試用期間で「もう辞めたい」と感じると、入社したばかりなのに甘えなのか、会社にどう伝えればよいのか、次の転職で不利になるのかが不安になりやすいものです。

結論から言うと、試用期間中でも退職を考えること自体は珍しいことではありません。ただし、試用期間だから何も確認せず辞めてよい、即日で退職できる、と決めつけるのは危険です。まず確認すべきなのは、雇用契約の期間、就業規則の退職手続き、労働条件が事前説明と違っていないか、体調面の緊急度です。

この記事では、e-Gov法令検索の民法、厚生労働省の労働契約・労働条件に関する情報をもとに、試用期間で辞めたいときの判断基準、伝え方、次の転職での説明方法を整理します。

  • 試用期間で辞めたいとき、最初に確認する書類が分かります。
  • 即日退職、2週間前、1カ月前などで迷ったときの見方を整理できます。
  • 会社への伝え方、退職理由、引き継ぎの準備ができます。
  • 次の面接で短期離職をどう説明するか考えられます。

試用期間で辞めたいと思ったら最初に確認すること

試用期間で辞めたいと感じたら、感情だけで退職日を決める前に、まず手元の書類を確認しましょう。見るべきなのは、労働条件通知書、雇用契約書、就業規則、採用時の求人票や募集要項です。

厚生労働省は、労働契約締結時には賃金、労働時間などの労働条件を明示する必要があると説明しています。また、明示された労働条件が事実と違う場合には、労働者が即時に労働契約を解除できるとされています。「辞めたい理由」が相性の問題なのか、労働条件の相違なのかを分けることが重要です。

確認するもの 見るポイント 辞め方への影響
労働条件通知書 契約期間、業務内容、勤務地、賃金、労働時間、休日 事前説明と違う場合は、相談や即時解除の検討材料になる
雇用契約書 期間の定めがあるか、更新条件、退職手続き 無期雇用か有期雇用かで考え方が変わる
就業規則 退職申出の期限、退職届の提出方法、貸与物返却 会社との調整をスムーズにしやすい
求人票・募集要項 仕事内容、残業、休日、勤務地、雇用形態 実際の条件と違う点を整理できる
勤務記録・メモ 残業、指示内容、体調不良、面談記録 相談窓口に説明するときの材料になる

参照ポイント

「試用期間だから」ではなく、契約の種類で見る

民法第627条では、期間の定めのない雇用について、解約申入れから2週間を経過することで雇用が終了するとされています。一方、民法第628条では、期間の定めがある雇用でも、やむを得ない事由がある場合の解除が定められています。

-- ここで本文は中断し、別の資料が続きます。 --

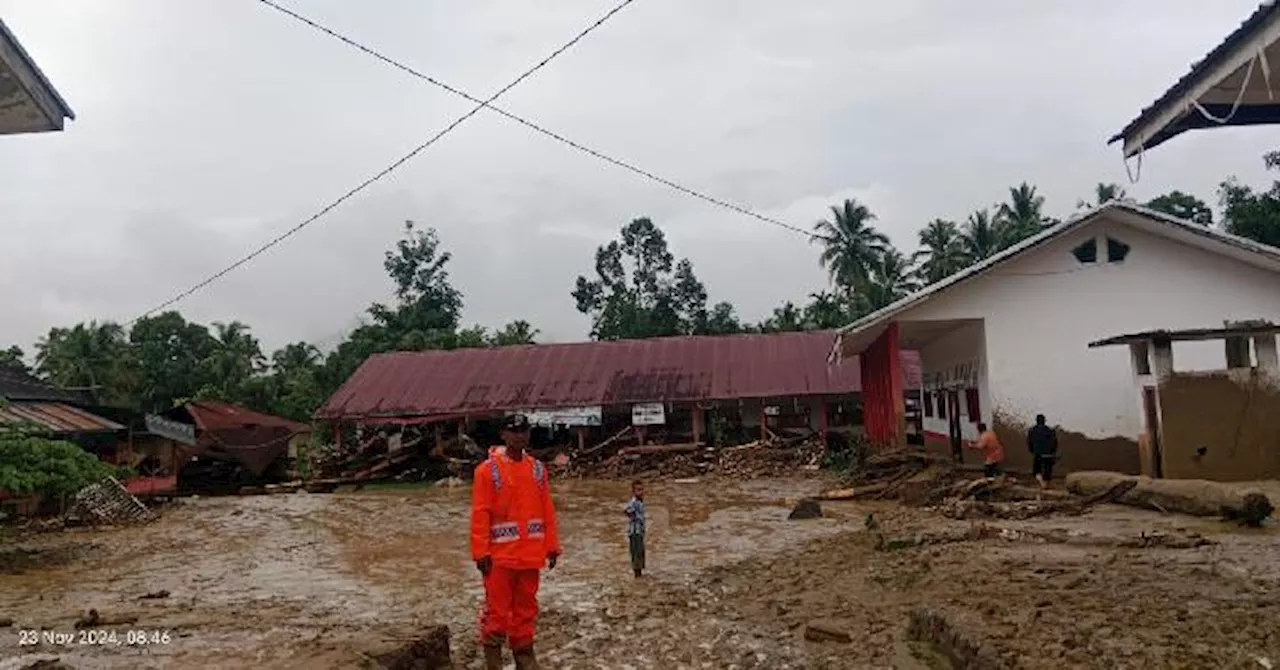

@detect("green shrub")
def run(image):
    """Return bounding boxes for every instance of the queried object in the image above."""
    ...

[0,427,116,496]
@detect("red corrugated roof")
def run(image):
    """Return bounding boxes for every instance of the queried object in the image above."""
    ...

[316,331,920,419]
[184,400,311,433]
[0,401,124,433]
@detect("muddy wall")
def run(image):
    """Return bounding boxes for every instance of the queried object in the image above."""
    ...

[1160,369,1280,482]
[993,413,1142,477]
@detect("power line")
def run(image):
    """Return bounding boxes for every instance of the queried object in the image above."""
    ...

[127,0,635,325]
[259,0,813,238]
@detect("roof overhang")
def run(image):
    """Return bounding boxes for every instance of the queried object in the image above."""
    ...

[829,200,1280,363]
[1108,0,1280,158]
[0,20,76,135]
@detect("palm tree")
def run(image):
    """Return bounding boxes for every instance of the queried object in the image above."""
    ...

[960,209,1005,263]
[996,182,1044,247]
[1075,182,1128,209]
[810,200,888,288]
[856,249,920,314]
[911,219,968,284]
[36,322,132,404]
[804,291,850,331]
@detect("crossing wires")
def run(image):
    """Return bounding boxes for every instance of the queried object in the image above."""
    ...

[127,0,635,325]
[257,0,813,237]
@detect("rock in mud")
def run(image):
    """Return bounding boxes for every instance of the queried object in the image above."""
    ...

[22,658,76,670]
[804,621,854,644]
[787,498,822,520]
[370,625,453,670]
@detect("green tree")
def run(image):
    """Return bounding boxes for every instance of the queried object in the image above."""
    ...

[1147,191,1213,225]
[960,209,1006,263]
[804,291,852,331]
[0,346,31,374]
[913,219,969,284]
[129,311,219,411]
[1075,182,1128,209]
[36,322,137,406]
[810,200,890,288]
[855,249,919,316]
[996,182,1044,247]
[197,322,266,402]
[0,425,115,497]
[572,218,707,339]
[489,319,538,347]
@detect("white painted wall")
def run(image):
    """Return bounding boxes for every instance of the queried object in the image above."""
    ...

[920,322,991,439]
[899,215,1280,438]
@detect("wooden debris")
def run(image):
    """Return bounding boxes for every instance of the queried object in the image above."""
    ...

[1066,471,1272,525]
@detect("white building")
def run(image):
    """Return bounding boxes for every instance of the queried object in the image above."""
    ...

[0,20,76,135]
[836,201,1280,471]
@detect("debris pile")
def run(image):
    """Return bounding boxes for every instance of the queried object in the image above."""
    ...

[564,434,826,479]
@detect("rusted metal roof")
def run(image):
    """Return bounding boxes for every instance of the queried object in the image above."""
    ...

[183,400,311,433]
[0,401,124,433]
[316,331,920,419]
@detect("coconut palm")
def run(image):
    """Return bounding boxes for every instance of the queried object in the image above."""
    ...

[810,200,888,288]
[911,219,968,284]
[855,249,920,314]
[960,209,1004,263]
[996,182,1044,249]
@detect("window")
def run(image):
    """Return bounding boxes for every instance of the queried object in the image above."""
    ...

[1129,342,1151,374]
[1107,237,1129,263]
[1226,337,1253,370]
[964,388,982,423]
[1071,240,1098,263]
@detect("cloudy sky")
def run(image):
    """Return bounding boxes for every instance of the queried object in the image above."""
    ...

[0,0,1277,347]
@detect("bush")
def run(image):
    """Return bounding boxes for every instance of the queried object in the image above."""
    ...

[0,427,115,496]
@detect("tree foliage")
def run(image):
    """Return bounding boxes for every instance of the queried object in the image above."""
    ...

[572,218,732,339]
[0,425,115,496]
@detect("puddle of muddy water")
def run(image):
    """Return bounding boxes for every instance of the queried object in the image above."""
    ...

[0,480,847,669]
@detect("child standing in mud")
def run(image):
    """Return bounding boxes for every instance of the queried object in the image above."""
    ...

[625,479,645,579]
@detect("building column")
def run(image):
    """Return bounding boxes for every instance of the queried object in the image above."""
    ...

[1253,334,1280,375]
[1151,339,1174,382]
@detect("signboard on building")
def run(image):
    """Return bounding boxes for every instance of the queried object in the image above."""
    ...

[524,405,604,427]
[145,414,196,445]
[631,402,667,425]
[924,359,979,391]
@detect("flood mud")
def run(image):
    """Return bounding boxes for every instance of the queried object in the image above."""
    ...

[0,479,1280,670]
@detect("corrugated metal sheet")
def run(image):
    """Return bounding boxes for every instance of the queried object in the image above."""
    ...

[184,400,311,433]
[316,331,920,419]
[0,401,124,433]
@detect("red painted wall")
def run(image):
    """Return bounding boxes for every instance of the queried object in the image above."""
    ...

[859,322,906,445]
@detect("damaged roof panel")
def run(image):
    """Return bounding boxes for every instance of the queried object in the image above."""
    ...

[316,331,920,419]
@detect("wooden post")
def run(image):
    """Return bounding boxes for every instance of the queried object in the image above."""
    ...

[818,398,831,448]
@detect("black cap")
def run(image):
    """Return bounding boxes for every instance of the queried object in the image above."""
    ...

[502,414,529,433]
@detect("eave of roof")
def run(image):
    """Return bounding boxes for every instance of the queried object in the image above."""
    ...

試用期間中かどうかだけで判断せず、無期雇用なのか、有期雇用なのかを先に確認しましょう。

試用期間で辞めたい理由別の判断基準

試用期間で辞めたい理由は、人によって違います。入社前に聞いていた仕事と違う場合、上司や職場の雰囲気が合わない場合、体調が崩れている場合、単に慣れていないだけの場合では、取るべき行動も変わります。

辞めたい理由 まずやること 退職判断の目安
仕事内容が事前説明と違う 求人票、労働条件通知書、実際の業務を比較する 条件の相違が大きいなら、相談や退職を検討しやすい
職場の人間関係が合わない 誰と何が合わないのか、配置や相談で改善可能か分ける 心身に影響が出ているなら早めに相談する
教育体制がなく放置されている 上司に確認事項と困っている点を具体的に伝える 改善の見込みがないなら、続けるリスクを考える
体調不良が続いている 受診、休職可否、相談窓口を確認する 退職交渉より安全確保を優先する
思っていた仕事と違い、興味が持てない 短期的な慣れの問題か、職種ミスマッチかを整理する 次の職種選びに活かせる理由なら前向きに説明しやすい

転職Tips

「辞めたい」をそのまま退職理由にしない

会社に伝えるときも、次の面接で話すときも、「合わない」「無理」だけでは相手に伝わりにくくなります。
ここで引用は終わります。